6. How soon does mold become a concern after water intrusion?
Mold concern rises when materials stay damp and cleanup gets delayed. The 24 to 48 hours response window matters most for clean water events because fast drying can limit growth risk.
Hidden moisture behind walls, under flooring, or inside cabinets can still create problems after surfaces look dry.
7. Should you photograph sewage backup or contaminated water?
-Photograph from a safe distance only.
-Do not walk through sewage, touch contaminated materials, or move soaked contents unless safety requires it.
-Capture the affected room, fixture, water spread, and visible impact so cleanup decisions can start with clear context.

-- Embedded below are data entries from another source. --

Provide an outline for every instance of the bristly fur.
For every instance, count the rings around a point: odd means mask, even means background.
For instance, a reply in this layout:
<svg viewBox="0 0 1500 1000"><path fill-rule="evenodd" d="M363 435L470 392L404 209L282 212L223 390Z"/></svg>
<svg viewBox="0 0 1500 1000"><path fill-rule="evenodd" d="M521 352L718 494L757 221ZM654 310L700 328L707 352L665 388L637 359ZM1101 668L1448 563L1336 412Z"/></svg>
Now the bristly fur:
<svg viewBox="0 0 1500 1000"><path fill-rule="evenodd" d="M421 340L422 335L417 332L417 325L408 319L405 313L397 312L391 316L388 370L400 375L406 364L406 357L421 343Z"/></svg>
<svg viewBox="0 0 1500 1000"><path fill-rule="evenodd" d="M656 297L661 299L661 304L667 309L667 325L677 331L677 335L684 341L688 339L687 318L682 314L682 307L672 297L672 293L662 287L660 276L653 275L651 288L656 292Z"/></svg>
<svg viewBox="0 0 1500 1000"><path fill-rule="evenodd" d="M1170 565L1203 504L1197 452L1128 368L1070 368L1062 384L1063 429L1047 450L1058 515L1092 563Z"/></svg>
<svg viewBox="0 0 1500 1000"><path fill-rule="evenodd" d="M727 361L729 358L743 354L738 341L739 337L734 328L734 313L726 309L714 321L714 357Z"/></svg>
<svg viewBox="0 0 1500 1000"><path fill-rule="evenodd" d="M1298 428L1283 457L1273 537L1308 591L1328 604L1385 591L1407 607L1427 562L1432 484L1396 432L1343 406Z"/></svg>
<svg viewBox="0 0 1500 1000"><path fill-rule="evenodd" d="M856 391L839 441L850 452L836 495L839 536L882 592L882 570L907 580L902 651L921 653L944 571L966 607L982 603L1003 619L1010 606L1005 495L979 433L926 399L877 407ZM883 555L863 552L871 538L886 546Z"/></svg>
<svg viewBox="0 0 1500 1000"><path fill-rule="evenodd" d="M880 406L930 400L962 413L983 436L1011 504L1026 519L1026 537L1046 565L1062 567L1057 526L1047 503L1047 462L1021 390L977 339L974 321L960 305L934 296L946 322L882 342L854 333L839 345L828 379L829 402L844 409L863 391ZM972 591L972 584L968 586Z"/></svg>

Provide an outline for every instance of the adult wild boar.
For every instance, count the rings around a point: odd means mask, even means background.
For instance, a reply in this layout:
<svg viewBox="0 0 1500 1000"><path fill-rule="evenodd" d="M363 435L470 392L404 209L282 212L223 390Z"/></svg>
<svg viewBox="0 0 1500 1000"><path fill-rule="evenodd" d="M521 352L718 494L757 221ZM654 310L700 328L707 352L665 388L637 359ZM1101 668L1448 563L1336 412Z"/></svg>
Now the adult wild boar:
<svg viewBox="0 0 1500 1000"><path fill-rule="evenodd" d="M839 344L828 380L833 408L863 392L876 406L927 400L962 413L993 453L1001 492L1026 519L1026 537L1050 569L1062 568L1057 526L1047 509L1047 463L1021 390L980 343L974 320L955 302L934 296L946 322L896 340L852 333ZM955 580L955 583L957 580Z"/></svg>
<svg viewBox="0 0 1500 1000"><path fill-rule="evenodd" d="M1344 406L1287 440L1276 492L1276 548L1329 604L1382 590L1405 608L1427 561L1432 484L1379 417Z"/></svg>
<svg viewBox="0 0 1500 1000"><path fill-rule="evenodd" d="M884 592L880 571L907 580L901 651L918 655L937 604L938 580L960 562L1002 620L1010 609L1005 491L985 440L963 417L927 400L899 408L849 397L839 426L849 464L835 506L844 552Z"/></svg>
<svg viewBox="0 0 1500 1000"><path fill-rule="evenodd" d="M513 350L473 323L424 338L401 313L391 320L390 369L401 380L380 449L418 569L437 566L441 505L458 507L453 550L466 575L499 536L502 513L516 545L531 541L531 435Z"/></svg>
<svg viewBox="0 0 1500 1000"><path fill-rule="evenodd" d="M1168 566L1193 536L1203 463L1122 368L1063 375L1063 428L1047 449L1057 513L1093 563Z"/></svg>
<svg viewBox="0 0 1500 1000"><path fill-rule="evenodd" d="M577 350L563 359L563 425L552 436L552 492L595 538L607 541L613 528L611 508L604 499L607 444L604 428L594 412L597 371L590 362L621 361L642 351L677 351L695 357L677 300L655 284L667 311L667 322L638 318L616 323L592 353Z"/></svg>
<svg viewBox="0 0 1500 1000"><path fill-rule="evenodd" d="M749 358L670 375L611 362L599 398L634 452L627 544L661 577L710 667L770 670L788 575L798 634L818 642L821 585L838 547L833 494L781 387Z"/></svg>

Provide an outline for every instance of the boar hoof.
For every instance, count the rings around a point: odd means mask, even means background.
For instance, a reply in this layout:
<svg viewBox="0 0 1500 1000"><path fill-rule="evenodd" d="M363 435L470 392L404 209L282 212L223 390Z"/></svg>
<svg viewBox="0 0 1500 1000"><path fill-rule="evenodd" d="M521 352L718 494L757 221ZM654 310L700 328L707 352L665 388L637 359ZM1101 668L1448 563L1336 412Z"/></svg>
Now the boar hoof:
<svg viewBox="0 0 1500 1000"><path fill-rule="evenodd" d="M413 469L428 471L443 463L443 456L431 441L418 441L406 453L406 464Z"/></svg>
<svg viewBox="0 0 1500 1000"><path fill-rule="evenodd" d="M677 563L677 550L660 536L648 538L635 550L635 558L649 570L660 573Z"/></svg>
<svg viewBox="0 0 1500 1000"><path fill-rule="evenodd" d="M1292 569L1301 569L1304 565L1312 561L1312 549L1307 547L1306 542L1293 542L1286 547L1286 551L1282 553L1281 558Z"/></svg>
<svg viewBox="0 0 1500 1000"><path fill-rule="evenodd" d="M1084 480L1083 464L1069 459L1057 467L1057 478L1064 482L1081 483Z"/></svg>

8. What photos help after smoke or fire damage?
-Capture wide room photos, then closer images of soot, residue, staining, burned materials, affected contents, and odor-prone areas.
-Do not disturb electrical equipment, ash, or unstable materials.
-Photos can help separate direct fire damage, smoke residue, and cleaning needs across different rooms.
9. How often should you update storm-season photos?
-Refresh photos once a year before peak storm activity.
-Update them sooner after roof work, remodeling, tenant turnover, new appliances, major purchases, plumbing repairs, or drainage changes.
-A current photo file helps prevent confusion between old conditions and new damage.
10. What should you avoid while taking damage photos?
-Avoid unsafe rooms, standing water near electrical equipment, sagging ceilings, broken glass, sewage, and unstable structures.
-Do not climb, pull apart materials, or move heavy items for a better angle.
-Safety matters more than a complete photo set.
11. Can photos replace a professional inspection?
No. Photos help organize decisions, but they do not reveal every hidden moisture pocket, smoke pathway, or structural concern. They give useful context for the next step. A qualified professional can evaluate affected materials, contamination concerns, and cleanup needs more thoroughly.